Cibinetide is currently in development by Araim Pharmaceuticals, Inc., a private biotechnology company with a library of peptides that activate the repair mechanisms at the cellular and tissue level in a wide variety of disease conditions.   Cibinetide, the lead molecule in the library, has demonstrated disease-modification and clinical effects on neuropathy phase 2b trials endpoints such as nerve regeneration, pain, and functional mobility.  Cibinetide’s most advanced clinical programs are in sarcoidosis-related small fiber neuropathy, for which it has US and EU Orphan Drug and US Fast Track designations, and significant clinical work has been advanced for the treatment of diabetic peripheral neuropathy.  Araim has an ongoing, active and promising preclinical program in a wide array of conditions involving tissue damage and repair, including neuropathy, cardiovascular damage, diabetes complications, wound healing and aging. The NIA Laboratory of Cardiovascular Science has a Cooperative Research and Development Agreement with Araim Pharmaceuticals Inc.

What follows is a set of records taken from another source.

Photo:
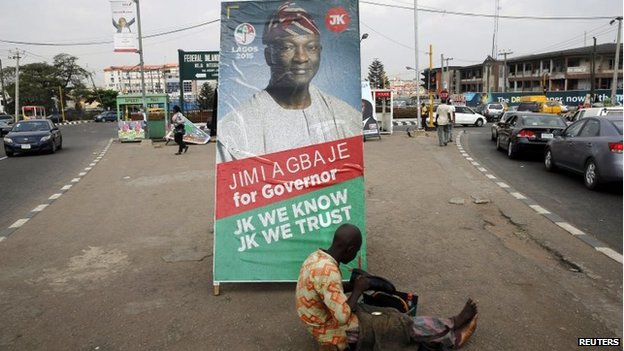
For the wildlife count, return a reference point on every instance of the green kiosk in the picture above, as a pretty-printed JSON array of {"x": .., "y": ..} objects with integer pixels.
[{"x": 131, "y": 123}]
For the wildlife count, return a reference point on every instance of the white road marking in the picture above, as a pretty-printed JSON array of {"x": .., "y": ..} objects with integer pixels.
[
  {"x": 539, "y": 209},
  {"x": 610, "y": 253},
  {"x": 19, "y": 223},
  {"x": 40, "y": 208},
  {"x": 571, "y": 229},
  {"x": 518, "y": 196}
]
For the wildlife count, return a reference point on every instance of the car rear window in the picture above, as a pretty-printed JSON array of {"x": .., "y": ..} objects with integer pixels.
[
  {"x": 618, "y": 125},
  {"x": 543, "y": 120}
]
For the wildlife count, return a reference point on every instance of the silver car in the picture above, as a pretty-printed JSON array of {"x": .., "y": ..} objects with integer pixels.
[{"x": 591, "y": 146}]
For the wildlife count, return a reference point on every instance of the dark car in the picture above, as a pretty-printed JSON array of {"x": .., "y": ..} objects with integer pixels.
[
  {"x": 496, "y": 125},
  {"x": 5, "y": 126},
  {"x": 33, "y": 135},
  {"x": 591, "y": 146},
  {"x": 527, "y": 132},
  {"x": 55, "y": 117},
  {"x": 106, "y": 116}
]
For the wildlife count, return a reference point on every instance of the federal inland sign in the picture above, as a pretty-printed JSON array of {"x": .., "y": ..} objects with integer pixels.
[{"x": 196, "y": 65}]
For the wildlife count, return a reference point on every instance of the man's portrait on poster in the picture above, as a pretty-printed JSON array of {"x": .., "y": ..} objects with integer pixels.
[{"x": 291, "y": 111}]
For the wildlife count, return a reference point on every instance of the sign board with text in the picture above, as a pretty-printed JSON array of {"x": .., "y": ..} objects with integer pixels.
[{"x": 198, "y": 65}]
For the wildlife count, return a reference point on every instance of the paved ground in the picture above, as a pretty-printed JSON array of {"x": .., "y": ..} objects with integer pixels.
[{"x": 122, "y": 260}]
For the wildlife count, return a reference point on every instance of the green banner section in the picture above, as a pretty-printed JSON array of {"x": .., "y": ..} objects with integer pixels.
[{"x": 270, "y": 243}]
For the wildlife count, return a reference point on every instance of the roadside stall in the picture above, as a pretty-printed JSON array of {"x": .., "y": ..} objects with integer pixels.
[{"x": 134, "y": 125}]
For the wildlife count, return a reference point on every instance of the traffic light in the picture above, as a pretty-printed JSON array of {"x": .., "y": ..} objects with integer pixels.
[{"x": 423, "y": 80}]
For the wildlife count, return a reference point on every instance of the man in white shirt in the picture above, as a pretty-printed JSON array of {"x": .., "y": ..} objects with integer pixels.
[
  {"x": 444, "y": 116},
  {"x": 289, "y": 112}
]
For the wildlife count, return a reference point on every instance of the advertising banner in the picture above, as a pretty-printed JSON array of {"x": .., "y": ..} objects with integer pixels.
[
  {"x": 369, "y": 115},
  {"x": 125, "y": 30},
  {"x": 289, "y": 136}
]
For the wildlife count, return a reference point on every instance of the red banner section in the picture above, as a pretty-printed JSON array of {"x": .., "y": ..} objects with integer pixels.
[{"x": 259, "y": 181}]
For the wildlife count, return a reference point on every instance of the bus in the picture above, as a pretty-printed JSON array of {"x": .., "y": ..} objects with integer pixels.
[{"x": 32, "y": 112}]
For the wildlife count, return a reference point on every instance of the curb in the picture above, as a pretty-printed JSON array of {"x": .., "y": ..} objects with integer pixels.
[
  {"x": 72, "y": 122},
  {"x": 6, "y": 232},
  {"x": 586, "y": 238}
]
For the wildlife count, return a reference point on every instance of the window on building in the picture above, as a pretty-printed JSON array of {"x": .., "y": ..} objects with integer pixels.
[{"x": 188, "y": 87}]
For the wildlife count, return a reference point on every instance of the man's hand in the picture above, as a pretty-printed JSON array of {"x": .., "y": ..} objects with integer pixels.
[{"x": 360, "y": 284}]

About Araim Pharmaceuticals, Inc.

Araim Pharmaceuticals, Inc. is a private clinical stage biopharmaceutical company with a novel platform technology designed to address devastating injuries and chronic diseases underserved by current therapies. With their discovery of the Innate Repair Receptor (IRR), Araim has identified the target for activating tissue repair and recovery from inflammation and other injuries.   Their novel peptide library of IRR specific ligands activates tissue protective, reparative and anti-inflammatory signaling pathways and have shown pre-clinical and clinical efficacy in numerous chronic and acute inflammatory conditions.